Hüseyin Avni Lifij, 11 Temmuz 1919 tarihinde heykeltıraş Nijat Sirel’in kız kardeşi ressam Harika Sirel ile nikahlandılar. O sıralar salgın olan İspanyol gribi nedeniyle 25 Mart 1922 yılında tören yaparak evlendiler. Ekim 1922’de Bursa‘ya Mustafa Kemal Paşa’yı karşılamak için giden öğretmenler arasında Hüseyin Avni Lifij ile birlikte eşi Harika ve eşinin kardeşi heykeltıraş Nijat Sirel’de bulunuyordu. Mustafa Kemal Paşa, Avni Lifij’i Ankara‘ya götürdü ve Erkanı Harbiye’de dört ay misafir etti. Hüseyin Avni Lifij, Ankara‘ya bu ilk ziyaretinde Mareşal Mustafa Fevzi Çakmak‘ın portresini gerçekleştirdi.
1924 yılında Sanayi-i Nefise Mektebi Alisi Tezyini Sanatlar öğretmenliğine atandı. Ölümüne kadar Sanayi-i Nefise Mektebi Alisi Tezyiniye Muallimi olarak görevde kaldı.
Hüseyin Avni Lifij’in 160 x 128 cm ebadındaki “Mareşal Fevzi Çakmak Mesaide” tablosu halen Resim ve heykel müzesindedir. Bu tablonun bir hikayesi vardır ve bu hikaye Mareşal Mustafa Fevzi Çakmak ile ressam Hüseyin Avni Lifij’in bir gün Bursa‘da karşılaşmalarıyla başlar. Ressamı, Mareşal ile tanıştıran Mustafa Kemal Paşa‘dır. “Bu zatın “Kara gün” ve “Ak gün” diye iki tablosu var.” diyen Atatürk, Mareşal Çakmak’a onun çalışmalarını gösterir Çakmak’da takdirlerini gizlemez. Bu sıralarda Lifij onun bir portre taslağını hazırlar. Aylar sonra Hüseyin Avni Lifij, Ankara‘ya gittiği zaman bu tabloyu Mareşal’a götürür. Çok beğenir Mareşal ve Atatürk‘e gösterir. Atatürk, Afet İnan‘ın fikrini alır. Afet İnan tablonun bir müzeye verilmesini ister. Atatürk‘ün uygun bulmasıyla tablo o dönem Topkapı sarayı müzesine verilir.

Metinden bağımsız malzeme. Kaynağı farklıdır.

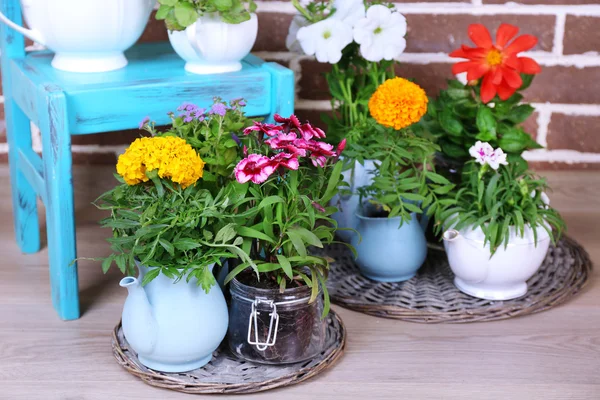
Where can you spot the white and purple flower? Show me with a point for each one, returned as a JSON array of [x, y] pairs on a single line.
[[255, 168]]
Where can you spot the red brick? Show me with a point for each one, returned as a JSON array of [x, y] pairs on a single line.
[[565, 85], [531, 126], [550, 2], [155, 31], [443, 33], [273, 29], [431, 77], [581, 34], [574, 132]]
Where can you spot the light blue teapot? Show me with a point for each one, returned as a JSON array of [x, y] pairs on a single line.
[[173, 327]]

Hüseyin Avni Lifij’in Karagün adlı tablosu, alegorik bir yorumla tarihi bir konuyu ele alınır. Kompozisyonda Kurtuluş Savaşı sırasında düşmanın yakıp yıktığı bir köy kalıntısı içinde, ön planda giysileri parçalanmış ve tecavüz edilmiş izlenimi veren yarı çıplak ve öldürülmüş bir kadın bedeni, kilim üzerinde resmedilmiştir. Kadın figürünün başucunda, Anadolu’nun yerel sanat anlayışıyla üretilmiş ve işlenmiş bir beşik üzerinde, anneye doğru sırt aşağı uzanmış ölü çocuk figürü yer almıştır. Çocuğun ölü bedeninin üzerinde bulunduğu beşiğin ayağına, sivri ve keskin gagalı, kanatlarını heybetle iki yana doğru açmış, kuyruğu beşik üzerinden arkaya doğru uzanan bir kartal yerleştirilmiştir.
Hüseyin Avni Lijij resimlerinde parlak bir ışık yerine gizemli bir akşamüstü ışığı yeğlemek suretiyle şiirsel bir atmosfer yaratmaya çalışmıştır. Özellikle yağlı boya tablolarında kullandığı kırmızı, turuncu ve sarı tonlarla anlatımını güçlendirmiştir.
Hüseyin Avni Lifij, 2 Haziran 1927 tarihinde İstanbul’da Laleli’de Harikzedegan Apartmanı’ndaki odasında kalbinde meydana gelen bir rahatsızlıktan dolayı 41 yaşında ölmüştür. Mezarı, Pierre Loti Tepesinde bulunmaktadır.